Solving PDEs in domains made up of different materials is frequently encountered task. In FEniCSx, we handle these problems by defining a Discontinous cell-wise constant function. Such a function can be created over any mesh in the following way

Subdomains on built-in meshes

import numpy as np

from dolfinx.fem import (Constant, DirichletBC, Function, FunctionSpace, LinearProblem,
                         assemble_scalar, locate_dofs_geometrical, locate_dofs_topological)
from dolfinx.generation import UnitSquareMesh
from dolfinx.mesh import locate_entities

from ufl import (SpatialCoordinate, TestFunction, TrialFunction,
                 dx, grad, inner)
from mpi4py import MPI

mesh = UnitSquareMesh(MPI.COMM_WORLD, 10, 10)
Q = FunctionSpace(mesh, ("DG", 0))

We will use a simple example with two materials in two dimensions to demonstrate the idea. The whole domain will be \(\Omega=[0,1]\times[0,1]\), which consists of two subdomains \(\Omega_0=[0,1]\times [0,1/2]\) and \(\Omega_1=[0,1]\times[1/2, 1]\). We start by creating two python functions, where each returns True if the input coordinate is inside its domain.

def Omega_0(x):
    return x[1] <= 0.5

def Omega_1(x):
    return x[1] >= 0.5

Note that both fucntion uses a \(\leq\) or \(\geq\), as FEniCSx will evaluate each cell at all of the vertices, and thus for has to return True for all vertices align with the interface to be marked properly.

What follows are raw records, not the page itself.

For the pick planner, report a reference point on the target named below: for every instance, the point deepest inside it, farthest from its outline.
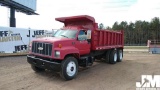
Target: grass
(135, 47)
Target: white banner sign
(16, 40)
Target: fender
(67, 50)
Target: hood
(52, 39)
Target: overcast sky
(104, 11)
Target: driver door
(82, 43)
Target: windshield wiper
(64, 36)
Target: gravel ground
(16, 74)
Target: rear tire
(107, 56)
(37, 69)
(113, 57)
(69, 68)
(119, 55)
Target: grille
(42, 48)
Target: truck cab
(72, 46)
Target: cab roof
(76, 18)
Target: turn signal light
(60, 45)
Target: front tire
(69, 68)
(107, 56)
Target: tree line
(138, 32)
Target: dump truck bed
(107, 39)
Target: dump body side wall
(105, 39)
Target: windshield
(65, 33)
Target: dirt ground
(16, 74)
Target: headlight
(57, 53)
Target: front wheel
(69, 68)
(119, 55)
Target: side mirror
(89, 35)
(81, 37)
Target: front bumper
(42, 63)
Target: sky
(104, 11)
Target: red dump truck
(78, 43)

We will solve a variable-coefficient extension of the Poisson equation

\[ -\nabla \cdot [\kappa (x,y)\nabla u(x, y)]= 1 \qquad \text{in } \Omega, \]
\[ u=u_D=1 \qquad \text{on } \partial\Omega_D=[0,y], y\in[0,1] \]
\[ -\frac{\partial u}{\partial n}=0 \qquad \text{on } \partial\Omega\setminus \partial\Omega_D \]

Our next step is to define \(\kappa\)

kappa = Function(Q)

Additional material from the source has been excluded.